220 or 230 is no different.  Refers to the nominal RMS voltage.  If your existing outlet matches the plug on the saw - plug it in & make chips!

A single phase 230 volt motor will work just fine on any standard United States single phase 3 wire electrical service. Typically 120/240 volts.  There seems to be some confusion about if it is 220 volts, 230 volts or 240 volts. On a 60 cycle single phase system, which is a the standard for the USA the voltage averages 115-125/230-250 volts, usually on the lower end.  I have been an electrician for over  40 years and hold a California electricians license.  You need to know how many amps the motor draws at 230 volts to know if you need a 20 or 30 amp circuit.  Up to 15 amps a 20 amp circuit is ok, 16 to 25 amps needs a 30 amp circuit.  Good Luck.  If you have a Home Depot or Lowes near you they should be able to help you with finding a qualified electrical contractor if you need one.

Kevin H. Criswell


Kevin, I have 12 guage wire run to my outlet on a 20 amp breaker.  The saw calls for a 20 amp breaker and draws 12.8 amps. 
Kevin H. Criswell said:

A single phase 230 volt motor will work just fine on any standard United States single phase 3 wire electrical service. Typically 120/240 volts.  There seems to be some confusion about if it is 220 volts, 230 volts or 240 volts. On a 60 cycle single phase system, which is a the standard for the USA the voltage averages 115-125/230-250 volts, usually on the lower end.  I have been an electrician for over  40 years and hold a California electricians license.  You need to know how many amps the motor draws at 230 volts to know if you need a 20 or 30 amp circuit.  Up to 15 amps a 20 amp circuit is ok, 16 to 25 amps needs a 30 amp circuit.  Good Luck.  If you have a Home Depot or Lowes near you they should be able to help you with finding a qualified electrical contractor if you need one.

Kevin H. Criswell

No 220-230 same thing.
Thanks everyone for your help  with this!!
Hi there no you wil not have to have anthing done it will say on your new saw 220v to 240v
Please give me a call      480 969 6186   I will help you with your electrical installation    thom

if you have 2 seperate breakers powering the 220 outlet it is not wired right..it should be ONE breaker that fills 2 normal 110 slots.. the plug will probably fit the wall.. a dryer plug is 220 and a 110 for the motor, not the same..

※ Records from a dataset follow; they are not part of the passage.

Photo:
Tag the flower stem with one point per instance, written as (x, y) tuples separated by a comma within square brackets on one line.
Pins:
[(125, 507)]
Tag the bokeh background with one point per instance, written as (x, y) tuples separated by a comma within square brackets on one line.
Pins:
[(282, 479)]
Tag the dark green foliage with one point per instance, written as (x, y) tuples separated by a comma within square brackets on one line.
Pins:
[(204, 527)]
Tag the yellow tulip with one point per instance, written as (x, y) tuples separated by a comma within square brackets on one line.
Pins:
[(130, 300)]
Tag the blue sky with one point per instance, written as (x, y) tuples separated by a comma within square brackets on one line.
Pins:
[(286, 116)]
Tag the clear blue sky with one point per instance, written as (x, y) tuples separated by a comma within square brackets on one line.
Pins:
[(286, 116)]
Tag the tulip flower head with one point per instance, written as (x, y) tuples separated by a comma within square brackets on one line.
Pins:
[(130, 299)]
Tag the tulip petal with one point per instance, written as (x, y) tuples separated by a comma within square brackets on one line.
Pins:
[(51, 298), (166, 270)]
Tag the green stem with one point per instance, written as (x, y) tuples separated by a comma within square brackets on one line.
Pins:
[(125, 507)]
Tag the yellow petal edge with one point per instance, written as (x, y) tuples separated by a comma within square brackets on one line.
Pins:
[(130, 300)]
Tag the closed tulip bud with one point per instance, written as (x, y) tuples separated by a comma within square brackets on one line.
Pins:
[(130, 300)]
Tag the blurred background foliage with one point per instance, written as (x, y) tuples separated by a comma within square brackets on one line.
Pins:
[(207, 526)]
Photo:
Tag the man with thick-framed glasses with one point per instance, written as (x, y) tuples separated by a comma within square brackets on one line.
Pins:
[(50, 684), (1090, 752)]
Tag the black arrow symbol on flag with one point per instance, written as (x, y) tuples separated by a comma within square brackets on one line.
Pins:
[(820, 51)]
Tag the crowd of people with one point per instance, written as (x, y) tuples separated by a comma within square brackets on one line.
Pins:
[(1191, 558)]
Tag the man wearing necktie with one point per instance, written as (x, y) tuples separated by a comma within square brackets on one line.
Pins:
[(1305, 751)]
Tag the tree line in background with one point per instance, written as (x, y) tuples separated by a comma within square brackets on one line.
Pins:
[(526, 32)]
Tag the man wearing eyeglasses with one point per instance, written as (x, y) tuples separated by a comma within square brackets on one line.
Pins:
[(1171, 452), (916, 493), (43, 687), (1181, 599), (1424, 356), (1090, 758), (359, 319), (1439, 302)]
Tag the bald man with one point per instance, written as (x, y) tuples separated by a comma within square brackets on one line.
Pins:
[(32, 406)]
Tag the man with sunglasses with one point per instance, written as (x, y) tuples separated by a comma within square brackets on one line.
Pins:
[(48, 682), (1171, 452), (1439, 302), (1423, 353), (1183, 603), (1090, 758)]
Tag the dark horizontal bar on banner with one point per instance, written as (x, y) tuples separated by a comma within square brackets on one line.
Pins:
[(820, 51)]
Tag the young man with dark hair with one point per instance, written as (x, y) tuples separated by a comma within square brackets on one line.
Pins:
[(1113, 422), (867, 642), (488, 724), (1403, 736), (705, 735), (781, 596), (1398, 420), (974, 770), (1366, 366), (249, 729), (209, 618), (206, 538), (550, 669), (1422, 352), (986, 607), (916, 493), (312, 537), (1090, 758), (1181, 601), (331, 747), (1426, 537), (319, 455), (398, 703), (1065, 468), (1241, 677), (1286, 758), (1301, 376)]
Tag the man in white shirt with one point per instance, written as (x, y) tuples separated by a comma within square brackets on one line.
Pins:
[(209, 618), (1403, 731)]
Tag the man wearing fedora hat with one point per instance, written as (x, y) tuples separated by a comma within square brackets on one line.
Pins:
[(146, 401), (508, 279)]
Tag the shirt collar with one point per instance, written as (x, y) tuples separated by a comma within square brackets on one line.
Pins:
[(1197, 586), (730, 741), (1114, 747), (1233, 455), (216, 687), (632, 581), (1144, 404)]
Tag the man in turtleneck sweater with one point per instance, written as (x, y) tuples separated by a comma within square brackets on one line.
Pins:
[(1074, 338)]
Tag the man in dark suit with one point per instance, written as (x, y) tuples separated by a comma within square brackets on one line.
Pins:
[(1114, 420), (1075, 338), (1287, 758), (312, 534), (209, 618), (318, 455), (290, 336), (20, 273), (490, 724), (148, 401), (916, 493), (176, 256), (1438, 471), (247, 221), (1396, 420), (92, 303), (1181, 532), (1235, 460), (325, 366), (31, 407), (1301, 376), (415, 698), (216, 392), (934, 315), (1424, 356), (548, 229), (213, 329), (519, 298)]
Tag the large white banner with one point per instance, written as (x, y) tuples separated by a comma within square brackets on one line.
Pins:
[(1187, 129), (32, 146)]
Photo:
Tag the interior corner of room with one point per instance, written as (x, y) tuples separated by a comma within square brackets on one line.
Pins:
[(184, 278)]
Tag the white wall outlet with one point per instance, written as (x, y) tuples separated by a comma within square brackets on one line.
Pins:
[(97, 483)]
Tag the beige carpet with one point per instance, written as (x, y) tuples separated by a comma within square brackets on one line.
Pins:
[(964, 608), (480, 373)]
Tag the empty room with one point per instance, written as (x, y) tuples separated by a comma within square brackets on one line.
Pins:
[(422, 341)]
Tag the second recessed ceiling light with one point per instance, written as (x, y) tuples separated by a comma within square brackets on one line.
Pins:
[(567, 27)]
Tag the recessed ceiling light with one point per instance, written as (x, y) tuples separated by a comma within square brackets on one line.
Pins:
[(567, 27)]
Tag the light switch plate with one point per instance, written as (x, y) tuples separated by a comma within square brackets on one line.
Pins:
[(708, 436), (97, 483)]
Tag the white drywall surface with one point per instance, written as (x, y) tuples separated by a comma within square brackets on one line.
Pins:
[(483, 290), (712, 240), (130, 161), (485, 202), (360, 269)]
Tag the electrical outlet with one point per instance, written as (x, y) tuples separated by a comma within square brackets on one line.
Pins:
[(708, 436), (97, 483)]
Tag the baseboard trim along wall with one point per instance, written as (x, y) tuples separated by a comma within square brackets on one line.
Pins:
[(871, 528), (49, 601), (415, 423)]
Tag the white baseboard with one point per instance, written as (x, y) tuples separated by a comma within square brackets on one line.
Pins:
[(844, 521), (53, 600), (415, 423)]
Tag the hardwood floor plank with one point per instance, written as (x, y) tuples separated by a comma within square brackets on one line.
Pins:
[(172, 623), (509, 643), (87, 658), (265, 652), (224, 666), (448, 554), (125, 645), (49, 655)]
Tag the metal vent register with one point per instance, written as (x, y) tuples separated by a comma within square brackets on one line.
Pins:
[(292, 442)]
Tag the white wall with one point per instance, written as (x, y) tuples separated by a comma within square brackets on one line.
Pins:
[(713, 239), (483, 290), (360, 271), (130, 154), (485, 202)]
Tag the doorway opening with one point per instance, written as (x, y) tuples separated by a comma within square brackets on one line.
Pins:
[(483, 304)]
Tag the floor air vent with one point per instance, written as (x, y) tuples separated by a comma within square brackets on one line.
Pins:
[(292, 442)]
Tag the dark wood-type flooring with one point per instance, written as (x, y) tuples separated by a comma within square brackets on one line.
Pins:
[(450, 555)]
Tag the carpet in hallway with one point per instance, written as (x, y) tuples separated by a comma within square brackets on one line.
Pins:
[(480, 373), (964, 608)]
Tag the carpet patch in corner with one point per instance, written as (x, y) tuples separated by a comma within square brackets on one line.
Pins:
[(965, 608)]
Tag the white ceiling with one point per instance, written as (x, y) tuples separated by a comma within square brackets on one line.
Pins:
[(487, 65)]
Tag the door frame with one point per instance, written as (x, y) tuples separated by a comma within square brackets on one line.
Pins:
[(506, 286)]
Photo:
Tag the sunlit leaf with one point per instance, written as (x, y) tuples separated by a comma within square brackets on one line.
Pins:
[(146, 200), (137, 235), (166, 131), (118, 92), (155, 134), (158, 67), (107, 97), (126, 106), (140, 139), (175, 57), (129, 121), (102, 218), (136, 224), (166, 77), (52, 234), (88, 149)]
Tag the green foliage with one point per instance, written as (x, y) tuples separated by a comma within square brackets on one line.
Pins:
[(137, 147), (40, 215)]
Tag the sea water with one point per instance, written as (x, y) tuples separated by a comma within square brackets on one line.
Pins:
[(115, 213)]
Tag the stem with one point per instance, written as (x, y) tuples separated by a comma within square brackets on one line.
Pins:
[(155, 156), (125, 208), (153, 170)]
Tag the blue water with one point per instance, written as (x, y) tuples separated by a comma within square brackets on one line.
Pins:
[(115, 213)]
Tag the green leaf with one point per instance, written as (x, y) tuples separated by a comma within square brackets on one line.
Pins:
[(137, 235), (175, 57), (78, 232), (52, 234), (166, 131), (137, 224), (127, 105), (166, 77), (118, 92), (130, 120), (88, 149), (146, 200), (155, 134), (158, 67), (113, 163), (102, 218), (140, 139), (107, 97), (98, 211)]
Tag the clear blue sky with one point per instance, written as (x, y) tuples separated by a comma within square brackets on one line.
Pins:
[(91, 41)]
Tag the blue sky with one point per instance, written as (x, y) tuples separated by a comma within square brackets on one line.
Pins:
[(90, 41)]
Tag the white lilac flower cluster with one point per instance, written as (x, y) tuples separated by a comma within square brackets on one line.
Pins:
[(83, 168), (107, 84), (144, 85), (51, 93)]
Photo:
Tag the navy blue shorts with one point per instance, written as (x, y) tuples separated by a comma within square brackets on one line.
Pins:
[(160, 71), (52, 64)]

the 220 breaker must be one solid switch.. 10 g is correct for wire.

best to run a seperate breaker and wire if unsure..and have a second 220 outlet! like for a compressor or larger dust collector!

 

good luck

My 220v is on one breaker and I actually do have 2 220v outlets in my garage.  One for the Jointer and one for the table saw.  My dust collector is on 110 since it can't be wired for 220, but is on it's own breaker and separated from everything else.  I have a 20 amp breakers for my 220 and have 12-3 wired run for that service.  The new saw calls for a 20 amp breaker, but if I need to upgrade it isn't a big deal, it's only 20 ft of wire and a new breaker.

tom flannery said:

if you have 2 seperate breakers powering the 220 outlet it is not wired right..it should be ONE breaker that fills 2 normal 110 slots.. the plug will probably fit the wall.. a dryer plug is 220 and a 110 for the motor, not the same..

the 220 breaker must be one solid switch.. 10 g is correct for wire.

best to run a seperate breaker and wire if unsure..and have a second 220 outlet! like for a compressor or larger dust collector!